Rabu, 07 September 2011

Sepuluh PNS Bolos Akan Diberi Sanksi

. Rabu, 07 September 2011

Absensi Kehadiran Segera Dilaporkan BKD ke Walikota

TARAKAN – Pemerintah kota tidak main-main dalam memaknai arti disiplin terhadap pegawai negeri sipil yang melanggarnya, terutama pada hari pertama masuk kerja usai libur Lebaran, Senin (5/9) lalu. Menurut Kepala Badan Kepegawaian Daerah (BKD) kota Tarakan-Asmuni, pihaknya sudah mengantongi sedikitnya 10 nama PNS dari beberapa SKPD yang dilaporkan tidak hadir tanpa keterangan alias alpa pada hari pertama masuk kerja pasca libur bersama.

“Sesuai edaran walikota, ketentuannya adalah SKPD harus melaporkan jumlah kehadiran pegawai khususnya pada tanggal 5 September,” kata Asmuni.

Dari data yang masuk ke BKD, sampai dengan kemarin memang ada beberapa SKPD yang sudah menyampaikan laporan kehadiran terkait absensi kehadiran. Namun tidak sedikit yang belum melaporkan. “Dari data yang ada, beragam. Ada sebagian yang cuti, ada yang izin dan ada juga yang tanpa keterangan. Namun yang tanpa keterangan persentasenya kecil,” kata Asmuni.

Menilik persentase kehadiran, sambung Asmuni, jumlah pegawai yang tidak masuk tanpa keterangan tersebut hanya dua persen. “Tapi ini belum semua SKPD laporannya masuk ke BKD,” tandasnya.

Dua persen tersebut, menurutnya hanya sekitar 8 hingga 10 orang pegawai saja.

Berdasarkan Peraturan Pemerintah (PP) No. 53/2011 tentang Disiplin PNS bahwa untuk PNS yang tidak masuk tanpa keterangan tersebut akan diberikan pembinaan secara berjenjang oleh atasan mereka masing-masing. Pembinaan bisa diberikan Kasubag, Kabag sampai Kepala Dinas-nya langsung. “Kalau memang tidak ada alasan yang jelas, tentu bisa diberikan sanksi berupa teguran lisan, teguran tertulis, maupun sanksi-sanksi tingkat sedang dan berat. Tergantung pimpinannya,” jelas Asmuni.
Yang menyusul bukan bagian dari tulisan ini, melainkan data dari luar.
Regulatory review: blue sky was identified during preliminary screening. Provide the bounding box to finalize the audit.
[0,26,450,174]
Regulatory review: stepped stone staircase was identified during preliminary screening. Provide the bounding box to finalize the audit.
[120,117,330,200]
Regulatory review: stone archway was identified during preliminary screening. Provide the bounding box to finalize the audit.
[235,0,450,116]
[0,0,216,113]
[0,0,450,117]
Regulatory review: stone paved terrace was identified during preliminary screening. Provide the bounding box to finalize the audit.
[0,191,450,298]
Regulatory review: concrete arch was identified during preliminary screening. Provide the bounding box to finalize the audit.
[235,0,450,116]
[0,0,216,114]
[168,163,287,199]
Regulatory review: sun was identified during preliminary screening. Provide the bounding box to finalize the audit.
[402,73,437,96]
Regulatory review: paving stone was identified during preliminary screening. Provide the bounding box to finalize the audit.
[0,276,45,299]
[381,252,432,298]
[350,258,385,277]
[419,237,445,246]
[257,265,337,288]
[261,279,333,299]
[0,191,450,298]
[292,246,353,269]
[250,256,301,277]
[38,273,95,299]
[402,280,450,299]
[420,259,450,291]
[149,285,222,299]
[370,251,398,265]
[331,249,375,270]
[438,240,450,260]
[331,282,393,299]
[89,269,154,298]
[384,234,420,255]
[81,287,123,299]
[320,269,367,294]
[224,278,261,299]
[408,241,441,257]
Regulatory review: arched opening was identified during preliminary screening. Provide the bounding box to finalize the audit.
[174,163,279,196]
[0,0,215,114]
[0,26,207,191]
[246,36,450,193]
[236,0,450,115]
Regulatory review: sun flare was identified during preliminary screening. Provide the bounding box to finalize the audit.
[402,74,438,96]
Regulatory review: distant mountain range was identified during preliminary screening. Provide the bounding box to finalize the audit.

Terkait masalah sanksi, tentu sudah diatur dalam peraturan pemerintah dan yang memberikan adalah atasannya langsung, sementara BKD hanya bertugas mengakumulasikan semua laporan-laporan tingkat kehadiran dan selanjutnya akan dilaporkan ke kepala daerah. “Secara berjenjang sesuai surat edaran walikota, tingkat kehadiran ini setelah semuanya terkumpul maka rekapitulasinya akan kami laporkan,” janjinya.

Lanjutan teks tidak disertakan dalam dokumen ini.